Source: Virginia Child Protective Service

Virginia public schools are swamped by an increasing number of children afflicted with disabilities, the vast majority of which are emotional or cognitive in nature. Schools are experiencing a silent crisis as they try to accommodate a growing cohort of students who have a legal entitlement under the law to a greater share of resources and who, when mainstreamed, often disrupt the education of their classmates. Given society’s commitment, born of compassion, to educating children with disabilities in the least restrictive environment, schools are caught in a tightening vice.

How did we get here? Why are there so many needy children? Has it always been this way? Have American schools always had a large percentage of children whose needs simply went unrecognized — or, as it often feels, are things getting worse? And if they are, why?

The Office of Child Protective Services compiles data on child abuse and neglect. The chart above, taken from CPS data, make it clear that that child abuse/neglect has been on the rise at least since 2011.

The chart has two measures. One is the number of cases reported to law enforcement, and the other is the number referred by law enforcement to commonwealth attorney offices. The metrics move more or less in tandem. A spike occurred between 2014 and 2015, possibly reflecting a change in policy or the method of reporting or tabulating the data. While not every case handed off to a prosecutor leads to a conviction, the trend line is indicative of the direction society is moving in.

In a recent post, I argued that many disability issues — impulse-control, emotional self-regulation, and violent temper — stem from physical, emotional and/or sexual abuse a student suffered early in life. Thus, a rise in child abuse cases predicts, after a few years’ delay, an increase in the number of students with disabilities. The time frame of the child-abuse graph above coincides with the years indicated by red lines in the graph below, which shows the increase in the number of disabled students in Virginia public school system.

Assuredly, there is a connection between the 10,000-per-year increase in the number of child abuse/neglect cases and the 6,600 increase in the number of students in Virginia schools classified as disabled. Indeed, the data suggests that the actual number of students with disabilities might be under-counted, possibly because fiscally stressed schools do everything they can to suppress the numbers.

The Office of Child Protective Services provides data for second metric of social dysfunction: newborns who had been exposed to alcohol and drugs in the womb.

While the infants might recover from the substance addiction, the statistic is frightening.
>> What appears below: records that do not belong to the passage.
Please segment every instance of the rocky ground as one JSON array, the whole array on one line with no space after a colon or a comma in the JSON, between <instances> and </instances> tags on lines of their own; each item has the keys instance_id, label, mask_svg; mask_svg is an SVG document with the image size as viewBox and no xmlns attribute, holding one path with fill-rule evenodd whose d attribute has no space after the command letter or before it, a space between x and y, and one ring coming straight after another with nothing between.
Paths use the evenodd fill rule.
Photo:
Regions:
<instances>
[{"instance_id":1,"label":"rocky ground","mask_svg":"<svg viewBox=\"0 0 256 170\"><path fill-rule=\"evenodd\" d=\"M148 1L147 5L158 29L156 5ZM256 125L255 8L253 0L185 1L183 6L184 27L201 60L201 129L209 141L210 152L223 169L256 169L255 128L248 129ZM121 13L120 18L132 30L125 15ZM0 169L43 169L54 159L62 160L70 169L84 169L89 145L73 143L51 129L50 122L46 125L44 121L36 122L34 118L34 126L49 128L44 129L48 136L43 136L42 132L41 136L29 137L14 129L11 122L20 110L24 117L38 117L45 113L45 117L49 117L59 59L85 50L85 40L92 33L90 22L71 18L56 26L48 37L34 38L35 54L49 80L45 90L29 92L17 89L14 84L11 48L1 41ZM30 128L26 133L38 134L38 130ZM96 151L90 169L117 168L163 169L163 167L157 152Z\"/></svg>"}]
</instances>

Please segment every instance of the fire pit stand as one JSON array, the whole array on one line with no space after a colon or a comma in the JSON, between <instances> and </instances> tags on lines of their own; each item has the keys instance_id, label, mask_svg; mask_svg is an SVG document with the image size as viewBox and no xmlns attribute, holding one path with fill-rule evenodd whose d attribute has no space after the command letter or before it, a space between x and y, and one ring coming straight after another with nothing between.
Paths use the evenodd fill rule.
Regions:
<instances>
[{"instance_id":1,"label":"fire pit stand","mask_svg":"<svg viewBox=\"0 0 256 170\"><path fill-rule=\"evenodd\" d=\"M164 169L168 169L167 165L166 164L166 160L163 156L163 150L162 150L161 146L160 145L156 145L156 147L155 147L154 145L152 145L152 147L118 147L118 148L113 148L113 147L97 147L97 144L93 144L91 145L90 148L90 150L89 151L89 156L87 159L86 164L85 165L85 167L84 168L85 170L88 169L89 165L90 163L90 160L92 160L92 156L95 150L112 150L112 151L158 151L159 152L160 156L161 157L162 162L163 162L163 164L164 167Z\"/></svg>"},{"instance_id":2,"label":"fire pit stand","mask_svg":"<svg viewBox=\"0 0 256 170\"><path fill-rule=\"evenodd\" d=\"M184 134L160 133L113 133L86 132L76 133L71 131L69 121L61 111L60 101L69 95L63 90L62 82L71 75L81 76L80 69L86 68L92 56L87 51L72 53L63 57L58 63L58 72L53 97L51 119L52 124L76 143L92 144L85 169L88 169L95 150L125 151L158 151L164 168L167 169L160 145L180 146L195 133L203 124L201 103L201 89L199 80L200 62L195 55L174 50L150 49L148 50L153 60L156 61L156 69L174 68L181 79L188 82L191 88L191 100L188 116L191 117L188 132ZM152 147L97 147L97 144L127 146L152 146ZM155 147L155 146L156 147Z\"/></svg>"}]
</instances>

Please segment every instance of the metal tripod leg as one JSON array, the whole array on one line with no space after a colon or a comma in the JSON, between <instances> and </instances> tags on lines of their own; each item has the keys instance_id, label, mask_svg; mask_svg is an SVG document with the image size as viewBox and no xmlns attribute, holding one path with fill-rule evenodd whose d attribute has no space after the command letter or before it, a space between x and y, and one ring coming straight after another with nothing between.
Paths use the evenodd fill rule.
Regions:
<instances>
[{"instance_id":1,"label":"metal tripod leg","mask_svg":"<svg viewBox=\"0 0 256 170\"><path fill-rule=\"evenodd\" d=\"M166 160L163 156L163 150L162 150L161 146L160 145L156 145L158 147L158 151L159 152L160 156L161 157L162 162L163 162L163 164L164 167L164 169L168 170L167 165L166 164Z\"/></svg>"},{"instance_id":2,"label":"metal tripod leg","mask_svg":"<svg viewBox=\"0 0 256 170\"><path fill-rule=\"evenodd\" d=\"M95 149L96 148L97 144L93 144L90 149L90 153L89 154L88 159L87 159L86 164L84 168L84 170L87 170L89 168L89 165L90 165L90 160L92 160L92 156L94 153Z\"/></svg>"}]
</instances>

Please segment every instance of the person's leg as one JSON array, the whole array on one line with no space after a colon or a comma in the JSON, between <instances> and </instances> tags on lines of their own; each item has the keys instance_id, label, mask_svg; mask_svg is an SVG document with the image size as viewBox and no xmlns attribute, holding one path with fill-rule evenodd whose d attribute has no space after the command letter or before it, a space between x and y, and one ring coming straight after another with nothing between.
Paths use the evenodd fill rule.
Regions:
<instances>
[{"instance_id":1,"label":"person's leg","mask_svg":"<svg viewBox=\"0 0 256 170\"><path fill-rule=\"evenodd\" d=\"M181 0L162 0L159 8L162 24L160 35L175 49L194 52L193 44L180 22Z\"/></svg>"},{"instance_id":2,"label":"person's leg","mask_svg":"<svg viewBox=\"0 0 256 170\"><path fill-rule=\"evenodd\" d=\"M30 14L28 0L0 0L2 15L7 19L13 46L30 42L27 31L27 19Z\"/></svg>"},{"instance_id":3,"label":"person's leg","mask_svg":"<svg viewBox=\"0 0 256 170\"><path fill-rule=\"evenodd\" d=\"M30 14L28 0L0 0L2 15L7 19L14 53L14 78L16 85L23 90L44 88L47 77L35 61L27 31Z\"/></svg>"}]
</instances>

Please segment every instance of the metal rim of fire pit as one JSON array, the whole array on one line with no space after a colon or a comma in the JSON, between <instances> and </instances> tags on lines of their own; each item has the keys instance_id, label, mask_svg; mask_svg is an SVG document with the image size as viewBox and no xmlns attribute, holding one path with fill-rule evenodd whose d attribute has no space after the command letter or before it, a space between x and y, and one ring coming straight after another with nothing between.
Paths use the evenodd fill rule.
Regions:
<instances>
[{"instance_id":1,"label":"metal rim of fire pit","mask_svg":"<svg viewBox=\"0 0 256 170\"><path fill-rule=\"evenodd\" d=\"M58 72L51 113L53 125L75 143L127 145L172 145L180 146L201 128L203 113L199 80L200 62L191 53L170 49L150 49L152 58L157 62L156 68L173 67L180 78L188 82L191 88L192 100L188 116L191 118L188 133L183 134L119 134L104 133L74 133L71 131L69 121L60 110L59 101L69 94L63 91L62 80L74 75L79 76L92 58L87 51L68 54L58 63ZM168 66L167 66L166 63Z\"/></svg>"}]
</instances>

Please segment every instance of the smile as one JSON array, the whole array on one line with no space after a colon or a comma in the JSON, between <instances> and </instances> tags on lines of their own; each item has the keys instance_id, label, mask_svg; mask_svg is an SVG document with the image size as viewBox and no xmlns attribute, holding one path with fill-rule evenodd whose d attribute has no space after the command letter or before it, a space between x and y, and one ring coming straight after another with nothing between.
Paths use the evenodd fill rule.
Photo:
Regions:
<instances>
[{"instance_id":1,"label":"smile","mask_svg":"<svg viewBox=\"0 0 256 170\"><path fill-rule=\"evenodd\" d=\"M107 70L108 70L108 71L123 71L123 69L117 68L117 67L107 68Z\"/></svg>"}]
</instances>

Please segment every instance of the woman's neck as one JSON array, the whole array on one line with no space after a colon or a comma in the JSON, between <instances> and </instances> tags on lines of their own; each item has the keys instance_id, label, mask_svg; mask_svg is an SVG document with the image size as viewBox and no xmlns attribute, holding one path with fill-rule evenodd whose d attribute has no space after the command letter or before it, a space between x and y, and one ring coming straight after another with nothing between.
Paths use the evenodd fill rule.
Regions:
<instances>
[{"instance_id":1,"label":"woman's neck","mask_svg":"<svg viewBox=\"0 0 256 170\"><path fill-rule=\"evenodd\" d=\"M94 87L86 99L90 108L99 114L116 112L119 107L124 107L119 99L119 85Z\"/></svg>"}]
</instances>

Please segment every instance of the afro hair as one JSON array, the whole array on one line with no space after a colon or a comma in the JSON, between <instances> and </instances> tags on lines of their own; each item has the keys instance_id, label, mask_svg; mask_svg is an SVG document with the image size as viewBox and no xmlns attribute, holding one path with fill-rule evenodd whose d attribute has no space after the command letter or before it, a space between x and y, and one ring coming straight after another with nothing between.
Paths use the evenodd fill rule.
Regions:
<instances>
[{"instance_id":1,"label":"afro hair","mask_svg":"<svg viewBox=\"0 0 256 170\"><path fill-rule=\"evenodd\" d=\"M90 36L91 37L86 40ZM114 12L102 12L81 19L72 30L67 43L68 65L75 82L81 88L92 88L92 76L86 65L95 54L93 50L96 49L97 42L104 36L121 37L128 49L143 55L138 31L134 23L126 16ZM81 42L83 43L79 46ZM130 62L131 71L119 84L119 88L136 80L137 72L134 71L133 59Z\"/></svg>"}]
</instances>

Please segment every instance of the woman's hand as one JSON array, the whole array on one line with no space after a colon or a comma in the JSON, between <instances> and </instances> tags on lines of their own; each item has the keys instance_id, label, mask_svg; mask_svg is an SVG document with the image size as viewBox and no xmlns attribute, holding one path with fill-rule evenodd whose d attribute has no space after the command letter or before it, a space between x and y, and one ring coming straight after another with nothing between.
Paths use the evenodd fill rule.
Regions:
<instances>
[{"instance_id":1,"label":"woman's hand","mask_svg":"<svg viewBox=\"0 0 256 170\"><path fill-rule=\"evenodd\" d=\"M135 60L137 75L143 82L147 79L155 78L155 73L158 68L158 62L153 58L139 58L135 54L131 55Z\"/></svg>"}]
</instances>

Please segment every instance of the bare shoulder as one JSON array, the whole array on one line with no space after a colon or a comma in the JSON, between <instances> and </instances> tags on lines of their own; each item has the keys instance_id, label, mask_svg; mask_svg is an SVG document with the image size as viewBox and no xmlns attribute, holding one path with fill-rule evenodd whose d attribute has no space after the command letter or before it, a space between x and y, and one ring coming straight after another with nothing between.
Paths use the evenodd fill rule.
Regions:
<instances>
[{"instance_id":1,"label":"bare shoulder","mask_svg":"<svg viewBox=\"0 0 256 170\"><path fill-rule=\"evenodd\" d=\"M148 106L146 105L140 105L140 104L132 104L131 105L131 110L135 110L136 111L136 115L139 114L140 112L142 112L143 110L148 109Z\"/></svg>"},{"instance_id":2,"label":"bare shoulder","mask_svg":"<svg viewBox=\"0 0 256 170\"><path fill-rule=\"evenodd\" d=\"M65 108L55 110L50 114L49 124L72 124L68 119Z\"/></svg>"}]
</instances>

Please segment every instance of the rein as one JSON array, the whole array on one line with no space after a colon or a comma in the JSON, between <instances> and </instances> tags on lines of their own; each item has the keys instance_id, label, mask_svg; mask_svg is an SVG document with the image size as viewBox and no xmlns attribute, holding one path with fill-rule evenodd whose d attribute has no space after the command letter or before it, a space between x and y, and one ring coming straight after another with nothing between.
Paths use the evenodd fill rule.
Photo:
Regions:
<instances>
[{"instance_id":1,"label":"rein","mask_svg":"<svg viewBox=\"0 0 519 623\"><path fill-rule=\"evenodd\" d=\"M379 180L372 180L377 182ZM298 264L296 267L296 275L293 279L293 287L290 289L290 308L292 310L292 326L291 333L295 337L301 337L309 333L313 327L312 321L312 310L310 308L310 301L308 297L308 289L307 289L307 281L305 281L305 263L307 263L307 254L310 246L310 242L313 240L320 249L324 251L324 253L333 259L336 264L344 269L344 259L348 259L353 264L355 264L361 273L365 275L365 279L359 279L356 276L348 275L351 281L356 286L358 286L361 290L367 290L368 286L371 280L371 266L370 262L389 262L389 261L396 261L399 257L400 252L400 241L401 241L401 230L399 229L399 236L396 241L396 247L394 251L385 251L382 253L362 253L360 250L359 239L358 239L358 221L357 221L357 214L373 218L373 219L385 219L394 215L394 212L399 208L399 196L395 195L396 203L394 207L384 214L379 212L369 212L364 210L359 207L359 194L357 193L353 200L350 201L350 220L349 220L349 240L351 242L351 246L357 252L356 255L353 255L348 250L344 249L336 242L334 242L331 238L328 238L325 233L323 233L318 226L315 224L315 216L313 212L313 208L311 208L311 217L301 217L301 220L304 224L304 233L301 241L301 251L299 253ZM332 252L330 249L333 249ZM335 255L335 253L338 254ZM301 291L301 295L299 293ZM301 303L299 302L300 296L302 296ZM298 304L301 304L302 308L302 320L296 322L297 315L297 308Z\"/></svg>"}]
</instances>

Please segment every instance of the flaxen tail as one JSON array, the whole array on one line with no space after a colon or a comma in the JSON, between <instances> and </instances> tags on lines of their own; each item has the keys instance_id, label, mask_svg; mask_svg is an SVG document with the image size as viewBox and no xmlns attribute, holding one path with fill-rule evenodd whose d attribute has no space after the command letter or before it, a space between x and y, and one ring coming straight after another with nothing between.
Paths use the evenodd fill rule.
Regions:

Unless mothers addicted to crack and opioids clean up their act, their children will continue suffering from abuse and neglect. Thus, the near doubling in the past five years in substance-exposed infants is a likely predictor of future child abuse and child neglect cases, and then of future children with severe disabilities in Virginia schools.

From a statistical perspective, this is what social breakdown looks like. The human stories are a thousand times more tragic. As schools become the go-to institution to fix the problems created by drugs, poverty and family dysfunction, the fiscal pressures will only increase and the all-too-evident flaws in the educational system will only intensify.

In a better world, teachers would get more pay and every child would attend school in a school building in a state of good repair. But except in rare instances, underpaid teachers and aging buildings are not where Virginia’s school systems are melting down. As legislators decide where to allocate scarce resources, they should address the problem at the source: horrible parents who abuse their children.